In Defense of the Bigger Family
I posted a blog a little while ago about some of the humility I gained as I became mother to more and more children (I only have three of course). I received more good feedback on that post than I had on any other I had ever made.
Of course, with the good comes the bad. I also really offended some moms of one child. Normally I am not bothered by a little negative feedback. Truthfully, I am amazed that anybody reads, considering I am just a ranting small town girl with a computer.
For some reason though, this got to me. Maybe it was because how they read it was so different from how I meant it. Of course, I never intended to insult women who choose or can only have one child. As I read through some of the things they said about me on a mom of one forum I was also kind of amazed at how ostracized these mom's felt from other moms who had many kids, but also how they looked down on bigger families.

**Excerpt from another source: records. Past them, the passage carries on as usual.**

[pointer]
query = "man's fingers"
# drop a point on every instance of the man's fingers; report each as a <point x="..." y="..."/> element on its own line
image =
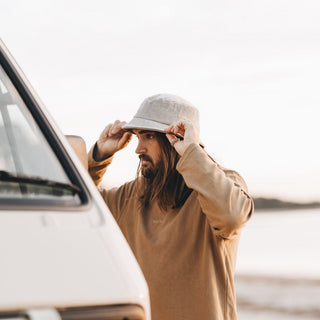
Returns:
<point x="125" y="139"/>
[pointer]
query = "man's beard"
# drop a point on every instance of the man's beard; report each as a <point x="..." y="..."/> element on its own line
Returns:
<point x="148" y="172"/>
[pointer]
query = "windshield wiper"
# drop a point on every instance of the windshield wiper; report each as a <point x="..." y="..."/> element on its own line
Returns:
<point x="8" y="177"/>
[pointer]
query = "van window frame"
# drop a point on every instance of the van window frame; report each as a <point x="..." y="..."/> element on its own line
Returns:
<point x="53" y="141"/>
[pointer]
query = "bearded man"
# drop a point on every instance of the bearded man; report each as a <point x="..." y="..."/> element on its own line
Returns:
<point x="182" y="214"/>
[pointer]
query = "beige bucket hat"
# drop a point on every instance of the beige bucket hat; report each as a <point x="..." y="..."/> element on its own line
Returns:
<point x="159" y="111"/>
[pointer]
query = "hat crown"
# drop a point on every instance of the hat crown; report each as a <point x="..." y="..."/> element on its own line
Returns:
<point x="166" y="109"/>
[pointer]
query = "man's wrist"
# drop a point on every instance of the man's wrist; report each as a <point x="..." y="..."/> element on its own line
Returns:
<point x="97" y="156"/>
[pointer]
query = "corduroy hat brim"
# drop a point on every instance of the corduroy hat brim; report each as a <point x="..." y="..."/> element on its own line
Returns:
<point x="158" y="112"/>
<point x="144" y="124"/>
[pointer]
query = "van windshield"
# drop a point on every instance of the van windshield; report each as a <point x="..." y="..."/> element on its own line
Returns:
<point x="29" y="169"/>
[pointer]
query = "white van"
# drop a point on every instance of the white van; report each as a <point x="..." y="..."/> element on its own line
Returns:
<point x="62" y="255"/>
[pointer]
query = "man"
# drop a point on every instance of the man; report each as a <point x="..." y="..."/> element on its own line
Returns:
<point x="183" y="213"/>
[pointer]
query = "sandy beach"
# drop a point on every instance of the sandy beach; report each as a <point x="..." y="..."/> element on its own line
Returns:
<point x="268" y="297"/>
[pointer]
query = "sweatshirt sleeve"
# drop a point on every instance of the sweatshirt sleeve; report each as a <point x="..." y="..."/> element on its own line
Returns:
<point x="115" y="198"/>
<point x="222" y="193"/>
<point x="97" y="169"/>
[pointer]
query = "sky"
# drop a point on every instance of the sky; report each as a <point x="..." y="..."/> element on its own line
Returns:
<point x="252" y="68"/>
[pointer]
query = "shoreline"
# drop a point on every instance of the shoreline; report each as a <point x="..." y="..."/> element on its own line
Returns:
<point x="282" y="296"/>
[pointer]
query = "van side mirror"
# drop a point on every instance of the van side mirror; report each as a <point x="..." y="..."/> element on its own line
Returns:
<point x="79" y="146"/>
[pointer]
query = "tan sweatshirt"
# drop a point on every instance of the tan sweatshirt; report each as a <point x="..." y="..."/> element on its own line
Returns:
<point x="187" y="254"/>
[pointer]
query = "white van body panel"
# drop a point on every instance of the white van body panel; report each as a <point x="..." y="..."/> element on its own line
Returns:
<point x="66" y="258"/>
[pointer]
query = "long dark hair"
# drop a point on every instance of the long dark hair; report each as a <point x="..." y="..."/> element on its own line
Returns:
<point x="167" y="186"/>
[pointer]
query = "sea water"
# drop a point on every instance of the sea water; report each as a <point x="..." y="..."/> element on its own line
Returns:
<point x="281" y="243"/>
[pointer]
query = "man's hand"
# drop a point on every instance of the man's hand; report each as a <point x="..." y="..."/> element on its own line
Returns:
<point x="111" y="140"/>
<point x="181" y="134"/>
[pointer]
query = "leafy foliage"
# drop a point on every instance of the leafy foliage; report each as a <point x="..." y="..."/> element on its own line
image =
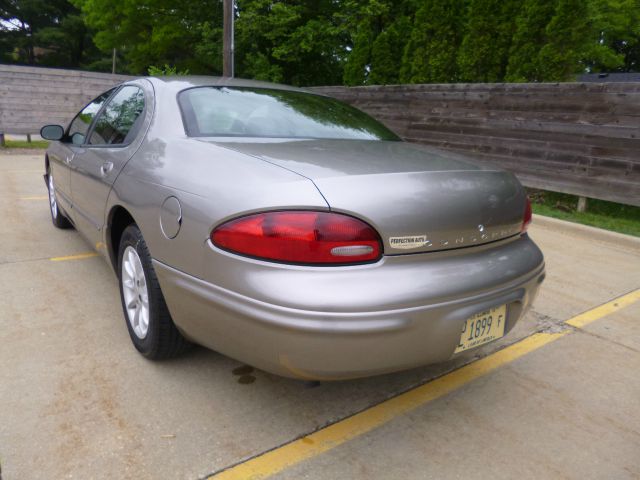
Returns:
<point x="325" y="42"/>
<point x="45" y="32"/>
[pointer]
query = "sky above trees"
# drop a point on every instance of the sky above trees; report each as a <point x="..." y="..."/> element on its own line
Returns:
<point x="330" y="42"/>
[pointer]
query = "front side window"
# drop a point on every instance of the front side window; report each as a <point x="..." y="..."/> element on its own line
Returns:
<point x="79" y="126"/>
<point x="264" y="112"/>
<point x="118" y="122"/>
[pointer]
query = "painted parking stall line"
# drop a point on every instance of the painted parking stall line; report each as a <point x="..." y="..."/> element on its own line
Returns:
<point x="35" y="197"/>
<point x="79" y="256"/>
<point x="336" y="434"/>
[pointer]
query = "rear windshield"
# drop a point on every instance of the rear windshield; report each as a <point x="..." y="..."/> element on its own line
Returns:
<point x="262" y="112"/>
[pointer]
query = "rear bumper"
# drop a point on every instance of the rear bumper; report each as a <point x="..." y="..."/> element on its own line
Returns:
<point x="364" y="332"/>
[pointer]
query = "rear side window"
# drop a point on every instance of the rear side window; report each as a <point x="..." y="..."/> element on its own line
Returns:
<point x="80" y="125"/>
<point x="119" y="121"/>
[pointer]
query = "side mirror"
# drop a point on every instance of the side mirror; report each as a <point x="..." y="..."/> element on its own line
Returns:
<point x="52" y="132"/>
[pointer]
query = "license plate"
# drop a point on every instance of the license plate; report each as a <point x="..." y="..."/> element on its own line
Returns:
<point x="483" y="327"/>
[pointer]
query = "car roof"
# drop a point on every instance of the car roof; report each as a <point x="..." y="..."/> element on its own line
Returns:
<point x="182" y="82"/>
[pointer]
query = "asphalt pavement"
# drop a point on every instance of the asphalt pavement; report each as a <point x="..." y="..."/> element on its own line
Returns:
<point x="558" y="397"/>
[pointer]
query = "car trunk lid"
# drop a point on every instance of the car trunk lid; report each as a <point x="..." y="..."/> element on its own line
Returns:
<point x="419" y="199"/>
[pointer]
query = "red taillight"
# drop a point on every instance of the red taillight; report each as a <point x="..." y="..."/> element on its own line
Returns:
<point x="526" y="221"/>
<point x="300" y="237"/>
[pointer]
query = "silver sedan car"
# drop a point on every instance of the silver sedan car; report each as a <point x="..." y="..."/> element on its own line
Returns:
<point x="289" y="230"/>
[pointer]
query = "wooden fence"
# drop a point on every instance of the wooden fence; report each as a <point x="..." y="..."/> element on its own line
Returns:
<point x="31" y="97"/>
<point x="579" y="138"/>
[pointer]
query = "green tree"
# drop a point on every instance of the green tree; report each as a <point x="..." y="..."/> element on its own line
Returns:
<point x="44" y="32"/>
<point x="615" y="36"/>
<point x="567" y="39"/>
<point x="436" y="34"/>
<point x="530" y="35"/>
<point x="297" y="41"/>
<point x="484" y="53"/>
<point x="376" y="35"/>
<point x="153" y="32"/>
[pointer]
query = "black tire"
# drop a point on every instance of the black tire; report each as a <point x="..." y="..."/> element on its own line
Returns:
<point x="162" y="339"/>
<point x="58" y="219"/>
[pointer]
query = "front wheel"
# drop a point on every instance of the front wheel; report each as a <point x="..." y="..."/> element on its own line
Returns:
<point x="150" y="326"/>
<point x="57" y="218"/>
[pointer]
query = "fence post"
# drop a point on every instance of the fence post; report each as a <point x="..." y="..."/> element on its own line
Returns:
<point x="582" y="204"/>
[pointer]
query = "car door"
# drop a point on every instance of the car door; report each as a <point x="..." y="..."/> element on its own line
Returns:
<point x="61" y="157"/>
<point x="111" y="142"/>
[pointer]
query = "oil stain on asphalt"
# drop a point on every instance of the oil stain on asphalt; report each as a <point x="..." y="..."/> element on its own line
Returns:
<point x="244" y="372"/>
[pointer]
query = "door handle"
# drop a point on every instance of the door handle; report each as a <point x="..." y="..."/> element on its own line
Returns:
<point x="106" y="168"/>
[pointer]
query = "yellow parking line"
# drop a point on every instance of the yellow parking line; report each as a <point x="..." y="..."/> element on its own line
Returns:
<point x="332" y="436"/>
<point x="594" y="314"/>
<point x="79" y="256"/>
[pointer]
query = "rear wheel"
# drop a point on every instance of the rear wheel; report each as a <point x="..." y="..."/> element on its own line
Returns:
<point x="57" y="218"/>
<point x="150" y="326"/>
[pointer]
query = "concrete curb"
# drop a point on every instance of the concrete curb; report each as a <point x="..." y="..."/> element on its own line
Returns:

In my post I poked fun at myself and my bad moments and some of the chaos that accompanies the addition of each new child. There were lots of comments about how much preferable it was to have one child and avoid the crazy moments and some even mentioned that they were glad they were not crazy moms but could really devote time to their one child and care for them and never forget their name.
(For the record, in the post I said that I was a great mom when I only had one. Ummm, that was a lie.....or a joke. I have never been a great mom. I was never a great person BEFORE I had kids. And guess what, as I have more I am still.....HUMAN! I don't know if having more kids has made me more crazy and less patient. It has just made me more ME. And I, much like most other people, am flawed. Flawed people end up being flawed parents, no matter how many kids they have or don't have.)
I don't think there is anything wrong with having one child. I also remember what it was like to have one (believe it or not) since even though I have more now, I started with one. I remember being worried to add another child. I wondered how I could give them the attention that I was able to give my first. Could I care for them enough? Would I be calm and kind and loving? It was the scariest part of adding a child for me, wondering if I could give what I needed to, and also wondering what it would take away from my first and dearly loved baby.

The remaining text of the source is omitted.